Talk is cheap …
Posted on June 8, 2007 | Filed Under communication technologies, public services
while broadband data remains expensive and, sometimes, elusive. This may well be the essence of the roaming regulation (which was approved by the Council yesterday - the formal decision is scheduled for 25 June 2007), once all the hot air will be gone. More on the roaming regulation will be posted here shortly, and so we look forward to this summer, when we will all have “something else to smile about while on holidays thanks to the new EU roaming Regulation”, as Commisisoner Reding promises us (by explicitly stressing “something else“ I am sure what the Commissioner refers to are her own press releases, which give us something to smile each time we read them: take, for instance, Reding’s joy about Europe’s internal market becoming “truly borderless, even for mobile phone bills”, just as if up to now phone bills were prohibited from moving around Europe).
But talk is cheap might also have been the catch phrase for a conference that took place in May: “Bridging the Broadband Gap” was addressed by four Members of the EU Commission - you can read their speeches here:
- Mariann Fischer Boel - Quote: “So with regard to rural policy and broadband, we have launched the boat, and we will see where it goes.” (Sounds a lot like Shakespeare: “Mischief thou art afoot, Take thou what course thou wilt!” [Julius Caesar])
- Danuta Hübner - Quote: “We have to foster building relationship capital, through increasing the communities’ capacity to cooperate and to mobilise all the available expertise, and, finally, through building relations founded on trust and mutual confidence.” (Or, as Shakespeare put it: “One feast, one house, one mutual happiness.” [The Two Gentlemen of Verona])

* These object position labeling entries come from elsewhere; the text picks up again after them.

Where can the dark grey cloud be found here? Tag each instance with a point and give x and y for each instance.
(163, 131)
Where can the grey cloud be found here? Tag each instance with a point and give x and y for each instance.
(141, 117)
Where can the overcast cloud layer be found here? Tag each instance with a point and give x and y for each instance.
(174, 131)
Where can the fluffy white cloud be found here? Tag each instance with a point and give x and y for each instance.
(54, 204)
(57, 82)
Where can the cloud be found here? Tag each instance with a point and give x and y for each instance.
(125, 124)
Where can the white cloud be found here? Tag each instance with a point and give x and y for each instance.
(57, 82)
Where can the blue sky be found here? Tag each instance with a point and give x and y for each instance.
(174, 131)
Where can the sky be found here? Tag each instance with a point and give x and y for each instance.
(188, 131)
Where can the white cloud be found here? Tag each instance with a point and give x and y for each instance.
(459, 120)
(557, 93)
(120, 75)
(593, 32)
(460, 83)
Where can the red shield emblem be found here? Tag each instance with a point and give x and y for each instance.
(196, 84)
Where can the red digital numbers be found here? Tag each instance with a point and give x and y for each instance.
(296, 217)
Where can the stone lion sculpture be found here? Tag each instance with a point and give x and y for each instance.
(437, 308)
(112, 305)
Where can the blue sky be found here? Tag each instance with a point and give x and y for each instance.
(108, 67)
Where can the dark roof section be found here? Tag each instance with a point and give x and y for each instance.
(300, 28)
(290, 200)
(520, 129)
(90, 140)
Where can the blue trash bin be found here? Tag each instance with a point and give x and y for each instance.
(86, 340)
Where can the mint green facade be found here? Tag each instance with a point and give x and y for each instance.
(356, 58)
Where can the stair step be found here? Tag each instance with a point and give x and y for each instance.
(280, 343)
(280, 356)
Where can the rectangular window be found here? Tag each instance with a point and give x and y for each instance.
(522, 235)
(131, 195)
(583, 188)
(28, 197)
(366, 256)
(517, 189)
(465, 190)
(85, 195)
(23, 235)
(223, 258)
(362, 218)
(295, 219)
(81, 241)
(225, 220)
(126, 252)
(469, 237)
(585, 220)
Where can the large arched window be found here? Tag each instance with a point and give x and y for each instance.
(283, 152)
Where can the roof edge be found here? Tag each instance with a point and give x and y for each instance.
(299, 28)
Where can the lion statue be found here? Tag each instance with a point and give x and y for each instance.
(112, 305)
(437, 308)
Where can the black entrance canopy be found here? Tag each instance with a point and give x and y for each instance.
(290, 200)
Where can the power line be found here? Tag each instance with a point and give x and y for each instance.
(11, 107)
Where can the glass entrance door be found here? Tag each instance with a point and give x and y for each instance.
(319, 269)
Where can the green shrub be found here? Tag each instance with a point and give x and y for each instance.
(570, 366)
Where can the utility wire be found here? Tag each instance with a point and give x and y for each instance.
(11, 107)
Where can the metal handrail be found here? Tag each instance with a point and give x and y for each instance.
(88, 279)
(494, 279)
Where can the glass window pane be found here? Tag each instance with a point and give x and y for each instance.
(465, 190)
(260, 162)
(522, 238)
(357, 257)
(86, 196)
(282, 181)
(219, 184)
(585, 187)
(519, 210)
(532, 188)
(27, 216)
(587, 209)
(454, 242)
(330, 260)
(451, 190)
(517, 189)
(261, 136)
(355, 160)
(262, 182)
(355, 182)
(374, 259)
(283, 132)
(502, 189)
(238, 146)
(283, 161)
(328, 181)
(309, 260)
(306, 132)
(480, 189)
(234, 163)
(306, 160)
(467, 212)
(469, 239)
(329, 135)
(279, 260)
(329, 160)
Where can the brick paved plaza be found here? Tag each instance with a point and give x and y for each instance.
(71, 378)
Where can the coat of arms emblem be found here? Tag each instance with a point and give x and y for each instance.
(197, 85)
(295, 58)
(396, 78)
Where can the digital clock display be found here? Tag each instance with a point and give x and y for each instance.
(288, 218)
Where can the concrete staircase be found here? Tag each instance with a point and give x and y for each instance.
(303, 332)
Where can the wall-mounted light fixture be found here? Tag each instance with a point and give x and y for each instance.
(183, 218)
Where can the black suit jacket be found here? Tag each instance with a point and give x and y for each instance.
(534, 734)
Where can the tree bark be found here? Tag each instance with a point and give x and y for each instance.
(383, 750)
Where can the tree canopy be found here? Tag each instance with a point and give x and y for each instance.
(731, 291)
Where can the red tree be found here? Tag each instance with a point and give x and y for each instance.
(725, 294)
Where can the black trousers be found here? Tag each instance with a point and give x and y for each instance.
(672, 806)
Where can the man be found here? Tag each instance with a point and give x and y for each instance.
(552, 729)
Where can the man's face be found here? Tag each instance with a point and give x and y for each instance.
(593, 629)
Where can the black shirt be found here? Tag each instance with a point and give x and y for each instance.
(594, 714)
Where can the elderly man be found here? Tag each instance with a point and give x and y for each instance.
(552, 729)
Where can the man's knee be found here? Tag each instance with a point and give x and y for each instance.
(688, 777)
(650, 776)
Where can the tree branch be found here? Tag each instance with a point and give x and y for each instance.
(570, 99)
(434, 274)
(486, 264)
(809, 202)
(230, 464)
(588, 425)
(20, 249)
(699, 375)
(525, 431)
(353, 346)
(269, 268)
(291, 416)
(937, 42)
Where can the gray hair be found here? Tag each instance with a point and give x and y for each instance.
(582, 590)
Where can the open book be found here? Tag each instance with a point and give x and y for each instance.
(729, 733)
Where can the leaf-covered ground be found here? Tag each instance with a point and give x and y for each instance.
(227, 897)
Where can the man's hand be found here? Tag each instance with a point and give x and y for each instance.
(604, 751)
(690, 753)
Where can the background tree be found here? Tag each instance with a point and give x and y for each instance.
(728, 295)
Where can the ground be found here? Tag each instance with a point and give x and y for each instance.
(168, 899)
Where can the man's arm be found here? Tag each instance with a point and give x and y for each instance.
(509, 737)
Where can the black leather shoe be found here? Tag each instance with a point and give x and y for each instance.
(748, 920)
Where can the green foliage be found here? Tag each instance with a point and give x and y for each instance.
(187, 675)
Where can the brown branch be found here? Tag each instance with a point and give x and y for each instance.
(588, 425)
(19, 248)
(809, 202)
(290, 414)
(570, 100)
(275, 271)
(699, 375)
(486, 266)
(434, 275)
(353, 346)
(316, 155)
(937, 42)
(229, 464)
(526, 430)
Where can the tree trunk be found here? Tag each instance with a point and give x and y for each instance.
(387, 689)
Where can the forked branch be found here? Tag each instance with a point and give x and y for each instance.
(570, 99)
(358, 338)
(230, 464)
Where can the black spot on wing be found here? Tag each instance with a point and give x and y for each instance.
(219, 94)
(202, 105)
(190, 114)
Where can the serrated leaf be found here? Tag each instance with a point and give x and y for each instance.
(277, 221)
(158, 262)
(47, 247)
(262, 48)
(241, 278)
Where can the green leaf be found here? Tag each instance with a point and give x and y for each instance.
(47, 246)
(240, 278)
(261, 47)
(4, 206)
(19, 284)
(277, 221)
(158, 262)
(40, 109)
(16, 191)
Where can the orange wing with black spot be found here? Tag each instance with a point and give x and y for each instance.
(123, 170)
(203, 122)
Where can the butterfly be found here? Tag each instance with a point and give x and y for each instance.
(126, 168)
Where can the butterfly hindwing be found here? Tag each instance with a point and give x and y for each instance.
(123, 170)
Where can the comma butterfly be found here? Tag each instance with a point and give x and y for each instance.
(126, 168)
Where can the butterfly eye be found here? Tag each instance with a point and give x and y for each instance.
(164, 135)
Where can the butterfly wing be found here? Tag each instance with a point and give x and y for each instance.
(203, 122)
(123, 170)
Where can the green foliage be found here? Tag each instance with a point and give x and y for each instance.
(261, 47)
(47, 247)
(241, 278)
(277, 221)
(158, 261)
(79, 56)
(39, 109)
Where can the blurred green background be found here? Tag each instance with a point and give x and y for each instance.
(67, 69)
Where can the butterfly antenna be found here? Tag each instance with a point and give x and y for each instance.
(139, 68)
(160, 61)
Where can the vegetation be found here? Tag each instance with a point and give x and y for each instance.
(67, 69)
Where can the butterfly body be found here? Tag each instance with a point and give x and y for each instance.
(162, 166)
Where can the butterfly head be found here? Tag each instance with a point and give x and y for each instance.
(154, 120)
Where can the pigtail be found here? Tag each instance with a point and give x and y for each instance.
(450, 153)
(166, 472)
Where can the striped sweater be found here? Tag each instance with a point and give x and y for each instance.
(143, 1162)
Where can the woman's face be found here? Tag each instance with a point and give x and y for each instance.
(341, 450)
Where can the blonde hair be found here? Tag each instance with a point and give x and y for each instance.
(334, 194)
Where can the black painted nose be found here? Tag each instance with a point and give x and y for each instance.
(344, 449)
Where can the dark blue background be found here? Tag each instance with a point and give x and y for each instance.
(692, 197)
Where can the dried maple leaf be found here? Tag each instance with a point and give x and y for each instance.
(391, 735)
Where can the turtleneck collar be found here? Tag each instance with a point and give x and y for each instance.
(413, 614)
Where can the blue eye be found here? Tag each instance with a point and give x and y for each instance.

- Viviane Reding - Quote: “Diversity is one of Europe’s competitive advantages - broadband can make it fly.” (Shakespeare: “your consent gives strength to make it fly.” [Romeo and Juliet”]).
- Neelie Kroes - Quote: “This event should be a practical example of ‘bringing Europe closer to its citizens’, so I hope for a real debate on the real issues.” (Shakespeare: “it is not to be question’d that they had gather’d a wise council to them of every realm, that did debate this business” [King Henry VIII])
Basically, Reding said broadband was important, then she praised competition and advertised the upcoming reform of the telecommunications regulatory framework. However, the one concrete information packaged in her speech was the delay in addressing reform of the Universal Service Obligation. In last years’s Communication on the Review, a Green Paper on universal service was promised for 2007. In her speech this May, Reding put that off for another year; the legislative proposals (if any) will not be brought forward before 2009 (”This could in turn lead to legislative proposals in 2009.”).
It’s a polite way of saying: Universal Service reform has been called off - at least it will not be part of “tomorrow’s framework” .
PS: here you find the Communication “Bridging the Broadband Gap” of March 2006 and the Conference Conclusions of the May 2007-conference.